A fog encumbered all of Reeves’s thought processes. Slowly but surely, the necessary steps formed in his head. He needed to get the medical supplies open, and he needed to free his coworkers. To emphasize that last point, Melissa’s pleas for help turned to an even higher octave, piercing the shroud of confusion hampering Reeves.
Wasn’t she supposed to go into shock or something? Was he a jerk for thinking that?
The batteries that controlled the latch for the medical supply box had obviously been damaged in the explosion. Now it all seemed so simple. With the help of a charred piece of metal that lay in amongst the scattered debris, Reeves cracked the lid open. His eyes came into focus more and his movements quickened as he got back up and went to free Ally from the confines of her chair.
Loosed from her bonds, Alicia rubbed her raw wrists together, smarting at the sensation. Without a word of thanks, she grabbed two cauterizing pads from the medical supplies at Reeves’s feet and slapped them onto the remains of Melissa’s legs. The poor woman’s voice reached a glass-shattered pitch, but only for a moment, then her eyes closed and she lost consciousness.

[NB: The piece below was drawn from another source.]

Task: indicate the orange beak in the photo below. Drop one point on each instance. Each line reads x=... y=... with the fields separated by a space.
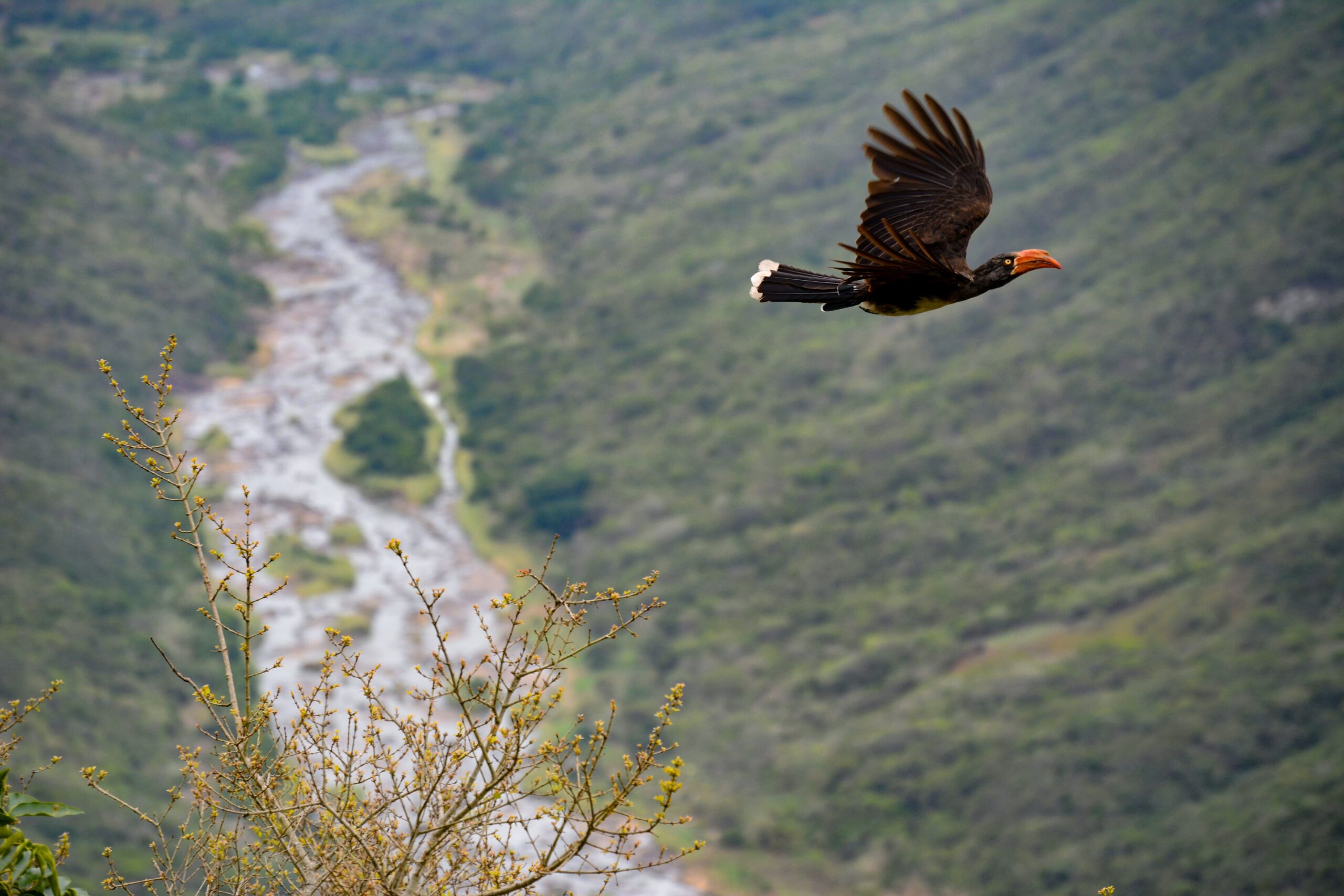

Reeves knelt to check on her, but sudden movement from the corner of vision caught his attention. He turned to see Arkady slowly dragging his badly injured body towards the exit. No pity found a place in Reeves at the sight of Arkady’s missing leg or missing hand. Even so, when Malk appeared out of nowhere wielding his giant wrench, Reeves cried out for him to stop, but it was too late. With an inhuman squelch, the wrench crushed Arkady’s skull.